Sybilla wzniosła się ponad Rzymem, spaliwszy swe wypełnione przepowiedniami księgi, zanim ostatni z królów rzymskich zdążył pojąć ich znaczenie. Savonarola kazał wystrzegać się ognia piekielnego i skończył na stosie, w ogniu, który sam rozpalił. Kasandra straciła głos, krzycząc prawdę, lecz Troja spłonęła, bo nikt słuchał jej krzyków.
Wielu widziało w Alexandrze Mulciberze człowieka porywczego, spalającego się w ogniu własnych namiętności, ale jego furia była tak samo zimna jak jego oczy. Wypalony prorok, który wypluwał przepowiednie dławiąc się popiołem i rzucał się w ogień, bo chciał wróżyć z płomieni.
Prędzej czy później, każdy prorok kończył tak samo: pochłonięty przez własne wizje jak przez płomienie.
Potrzeba było proroka, aby spalić Proroka.

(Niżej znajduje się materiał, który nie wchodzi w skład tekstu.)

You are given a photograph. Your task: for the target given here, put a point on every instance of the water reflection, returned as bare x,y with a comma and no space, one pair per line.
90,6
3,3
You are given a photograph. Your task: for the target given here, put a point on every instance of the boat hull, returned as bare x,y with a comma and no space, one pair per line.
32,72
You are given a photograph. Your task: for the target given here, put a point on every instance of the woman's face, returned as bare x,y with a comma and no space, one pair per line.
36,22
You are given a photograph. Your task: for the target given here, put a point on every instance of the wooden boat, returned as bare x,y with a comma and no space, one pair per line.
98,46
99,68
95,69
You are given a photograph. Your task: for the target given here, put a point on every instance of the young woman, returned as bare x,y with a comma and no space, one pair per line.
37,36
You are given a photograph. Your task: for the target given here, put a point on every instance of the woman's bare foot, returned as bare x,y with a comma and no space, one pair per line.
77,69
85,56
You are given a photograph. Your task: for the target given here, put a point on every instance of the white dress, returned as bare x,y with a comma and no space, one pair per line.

Stanley, który pojawił w otoczeniu smugi dymu tuż po jego prawicy, zapewne by się z tym nie zgodził, pomyślał Alexander, unosząc różdżkę, aby rzucić na niego i na siebie zaklęcie ochronne. Powiedziałby, że aby spalić biuro redakcji Proroka Codziennego, potrzeba po prostu, kurwa, ognia.
Sukces!
Bo to Stanley był stworzony do wielkich rzeczy. Alexander był tylko prorokiem, a rolą proroka było przepowiadać wielkość innym, nie sobie.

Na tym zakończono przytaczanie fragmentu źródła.